R360, la Superlega ‘ribelle’: rivoluzione globale o minaccia per il rugby tradizionale?

L’estate 2025 è segnata da una mossa audace: l’ex internazionale inglese Mike Tindall e un gruppo di manager, impreditori e agenti stanno lavorando sotto traccia per costruire R360 (chiamato anche Rebel League), un progetto di Superlega globale che vorrebbe trasformare il rugby union in una serie di eventi altamente spettacolari da portare in giro per il mondo, sul modello della Formula 1.

I punti chiave del progetto:

  • 12 franchigie (8 maschili e 4 femminili) che competono in un circuito itinerante internazionale: Londra, Tokyo, Dubai, Città del Capo, Boston e Miami sono state indicate come sedi delle franchigie, con le partite da giocare in luoghi diversi.
  • Stagione condensata in due finestre (aprile‑giugno e agosto‑settembre), per un totale di circa 16 partite a squadra
  • Retribuzioni da superstar: i 300 giocatori e giocatrici coinvolti potrebbero percepire salari da oltre 1 milioni di dollari all’anno, con molti atleti di alto profilo che hanno già espresso la disponibilità a partecipare.

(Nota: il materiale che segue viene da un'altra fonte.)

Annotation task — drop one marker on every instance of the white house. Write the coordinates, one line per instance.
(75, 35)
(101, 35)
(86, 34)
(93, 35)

I vantaggi secondo i promotori

Nelle intenzioni di Tindall e soci dovrebbero aumentare i ricavi e la visibilità grazie ad un prodotto fortemente orientato all’intrattenimento, vendibile su piattaforme digitali. Un tema non meno importante è quello dell’equità di genere.

La creazione di una lega non solo maschile potrebbe elevare il profilo del rugby femminile, ancora fermo ad uno status non del tutto professionistico.

E poi c’è la questione che riguarda il benessere dei giocatori: un calendario ridotto significa meno stress fisico, carriera più lunga e maggiore sviluppo del brand personale.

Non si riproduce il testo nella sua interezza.